Ken McQuade October 17, 2011 at 07:10 PM
For you people out there who have Dobermans or Boxers Skin-dogs as I like to call them. One of the things I find useful for removing Ticks right after a walk are those sticky rollers that are made to pick-up lint and hair from clothing. They work great on ticks that are not embedded yet. Then just peel the paper off and throw away.

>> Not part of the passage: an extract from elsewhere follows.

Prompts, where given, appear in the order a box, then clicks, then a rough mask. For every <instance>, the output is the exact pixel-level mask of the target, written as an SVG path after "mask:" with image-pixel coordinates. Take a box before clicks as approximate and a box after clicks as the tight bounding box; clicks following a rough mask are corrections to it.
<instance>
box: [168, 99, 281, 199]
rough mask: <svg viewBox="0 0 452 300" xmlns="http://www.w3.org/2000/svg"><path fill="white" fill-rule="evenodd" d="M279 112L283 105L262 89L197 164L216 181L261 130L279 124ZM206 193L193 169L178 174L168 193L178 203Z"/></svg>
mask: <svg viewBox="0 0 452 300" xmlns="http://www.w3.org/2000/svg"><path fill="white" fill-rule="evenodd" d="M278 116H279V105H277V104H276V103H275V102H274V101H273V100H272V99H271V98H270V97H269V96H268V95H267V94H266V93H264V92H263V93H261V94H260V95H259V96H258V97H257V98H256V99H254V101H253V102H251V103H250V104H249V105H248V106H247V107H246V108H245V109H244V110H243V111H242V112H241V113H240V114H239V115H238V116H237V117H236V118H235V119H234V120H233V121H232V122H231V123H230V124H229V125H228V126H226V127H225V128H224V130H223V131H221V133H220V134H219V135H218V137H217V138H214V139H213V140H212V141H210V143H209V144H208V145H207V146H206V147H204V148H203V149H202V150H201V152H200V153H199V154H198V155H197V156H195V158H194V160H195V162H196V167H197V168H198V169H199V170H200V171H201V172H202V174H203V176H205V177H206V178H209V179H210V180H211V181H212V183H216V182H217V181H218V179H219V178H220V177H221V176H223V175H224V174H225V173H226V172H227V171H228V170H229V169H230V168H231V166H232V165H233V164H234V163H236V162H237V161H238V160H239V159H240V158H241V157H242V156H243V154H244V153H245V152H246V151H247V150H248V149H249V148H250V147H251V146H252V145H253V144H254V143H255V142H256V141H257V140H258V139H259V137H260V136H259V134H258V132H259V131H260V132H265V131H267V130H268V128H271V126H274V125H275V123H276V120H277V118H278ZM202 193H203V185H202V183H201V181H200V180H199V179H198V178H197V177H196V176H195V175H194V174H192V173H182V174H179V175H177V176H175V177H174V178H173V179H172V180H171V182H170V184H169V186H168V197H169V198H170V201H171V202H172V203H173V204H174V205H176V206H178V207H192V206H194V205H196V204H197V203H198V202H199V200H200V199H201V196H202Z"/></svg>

Sarah Hodgson October 17, 2011 at 07:18 PM
Sarah Hodgson October 17, 2011 at 07:22 PM
That is perhaps the saddest story I've read in a while. And I can only fathom the guilt. I remember well the chapter in Marly and Me where his wife had a miscarriage--which they traced to their unconscious use of flea repellants. Anything that advises you wrap the EMPTY containers in foil before throwing it in the TRASH can't be good for anyone.
Sarah Hodgson October 17, 2011 at 07:23 PM
This is brilliant! Thanks for adding your 2 cents! I love the two breeds- I grew up with Dobies (Dauntless and Fearless) and my aunt had 2 boxers that would fold themselves in half when they greeted you (Hanzel and Gretel).